Received-SPF: pass (google.com: domain of linux-kernel-owner@vger.kernel.org designates 23.128.96.18 as permitted sender) client-ip=23.128.96.18;
From:   John Garry <john.garry@huawei.com>
To:     <axboe@kernel.dk>
CC:     <linux-block@vger.kernel.org>, <linux-kernel@vger.kernel.org>,
        <ming.lei@redhat.com>, <kashyap.desai@broadcom.com>,
        <hare@suse.de>, "John Garry" <john.garry@huawei.com>
Subject: [PATCH RFT 0/3] blk-mq: Optimise blk_mq_queue_tag_busy_iter() for shared tags
Date:   Tue, 2 Nov 2021 19:27:32 +0800
Message-ID: <1635852455-39935-1-git-send-email-john.garry@huawei.com>
MIME-Version: 1.0
Content-Type: text/plain
Precedence: bulk

In [0], Kashyap reports high CPU usage for blk_mq_queue_tag_busy_iter()
and callees for shared tags.

Indeed blk_mq_queue_tag_busy_iter() would be less optimum for moving to
shared tags, but it was not optimum previously.

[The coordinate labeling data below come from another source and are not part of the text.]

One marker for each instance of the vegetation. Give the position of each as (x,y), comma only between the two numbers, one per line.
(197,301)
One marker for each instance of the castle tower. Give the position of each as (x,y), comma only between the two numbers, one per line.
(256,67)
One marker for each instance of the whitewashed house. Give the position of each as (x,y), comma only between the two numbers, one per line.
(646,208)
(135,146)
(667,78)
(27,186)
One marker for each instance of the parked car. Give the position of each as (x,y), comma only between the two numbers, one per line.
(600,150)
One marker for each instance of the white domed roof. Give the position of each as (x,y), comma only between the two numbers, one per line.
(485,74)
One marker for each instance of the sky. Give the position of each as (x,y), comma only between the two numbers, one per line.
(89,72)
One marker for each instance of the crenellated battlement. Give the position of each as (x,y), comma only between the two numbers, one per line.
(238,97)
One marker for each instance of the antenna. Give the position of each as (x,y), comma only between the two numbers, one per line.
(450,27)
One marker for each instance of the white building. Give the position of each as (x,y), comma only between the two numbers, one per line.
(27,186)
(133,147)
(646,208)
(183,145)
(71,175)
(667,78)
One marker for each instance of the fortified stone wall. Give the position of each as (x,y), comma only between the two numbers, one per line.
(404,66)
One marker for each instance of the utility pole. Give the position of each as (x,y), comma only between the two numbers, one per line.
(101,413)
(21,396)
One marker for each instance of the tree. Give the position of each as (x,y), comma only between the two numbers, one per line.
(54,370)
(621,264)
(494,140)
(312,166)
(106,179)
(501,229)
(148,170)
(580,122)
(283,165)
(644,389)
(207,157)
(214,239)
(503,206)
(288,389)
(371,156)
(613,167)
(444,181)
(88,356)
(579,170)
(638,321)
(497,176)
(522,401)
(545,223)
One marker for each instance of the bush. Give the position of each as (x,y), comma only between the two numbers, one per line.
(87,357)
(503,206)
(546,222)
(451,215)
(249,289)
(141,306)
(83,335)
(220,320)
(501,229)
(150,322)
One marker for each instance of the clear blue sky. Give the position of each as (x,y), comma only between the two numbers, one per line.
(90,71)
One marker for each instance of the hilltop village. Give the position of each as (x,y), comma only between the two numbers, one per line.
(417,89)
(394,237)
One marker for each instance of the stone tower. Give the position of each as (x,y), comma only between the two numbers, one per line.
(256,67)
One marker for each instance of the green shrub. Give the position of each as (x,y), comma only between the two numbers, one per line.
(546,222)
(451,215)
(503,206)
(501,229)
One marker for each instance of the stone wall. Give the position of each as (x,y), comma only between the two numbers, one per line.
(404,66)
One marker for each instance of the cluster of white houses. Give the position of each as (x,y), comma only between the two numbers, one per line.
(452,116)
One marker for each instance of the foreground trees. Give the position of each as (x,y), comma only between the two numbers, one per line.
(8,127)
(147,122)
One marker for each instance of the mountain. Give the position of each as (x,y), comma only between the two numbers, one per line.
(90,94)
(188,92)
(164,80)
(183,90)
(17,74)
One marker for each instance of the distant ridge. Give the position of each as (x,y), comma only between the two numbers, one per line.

So I would like this series tested, and also to know what is triggering
blk_mq_queue_tag_busy_iter() from userspace to cause such high CPU
loading.

As suggested by Ming, reading /proc/diskstats in a while true loop
can trigger blk_mq_queue_tag_busy_iter(); I do so in a test with 2x
separate consoles, and here are the results:

v5.15
blk_mq_queue_tag_busy_iter() 6.2%
part_stat_read_all() 6.7

pre-v5.16 (Linus' master branch @ commit bfc484fe6abb)
blk_mq_queue_tag_busy_iter() 4.5%
part_stat_read_all() 6.2

pre-v5.16+this series
blk_mq_queue_tag_busy_iter() not shown in top users
part_stat_read_all() 7.5%

These results are from perf top, on a system with 7x
disks, with hisi_sas which has 16x HW queues.

[0] https://lore.kernel.org/linux-block/e4e92abbe9d52bcba6b8cc6c91c442cc@mail.gmail.com/

John Garry (3):
  blk-mq: Drop busy_iter_fn blk_mq_hw_ctx argument
  blk-mq: Delete busy_iter_fn
  blk-mq: Optimise blk_mq_queue_tag_busy_iter() for shared tags

 block/blk-mq-tag.c     | 58 +++++++++++++++++++++++++++---------------
 block/blk-mq-tag.h     |  2 +-
 block/blk-mq.c         | 17 ++++++-------
 include/linux/blk-mq.h |  2 --
 4 files changed, 47 insertions(+), 32 deletions(-)

-- 
2.17.1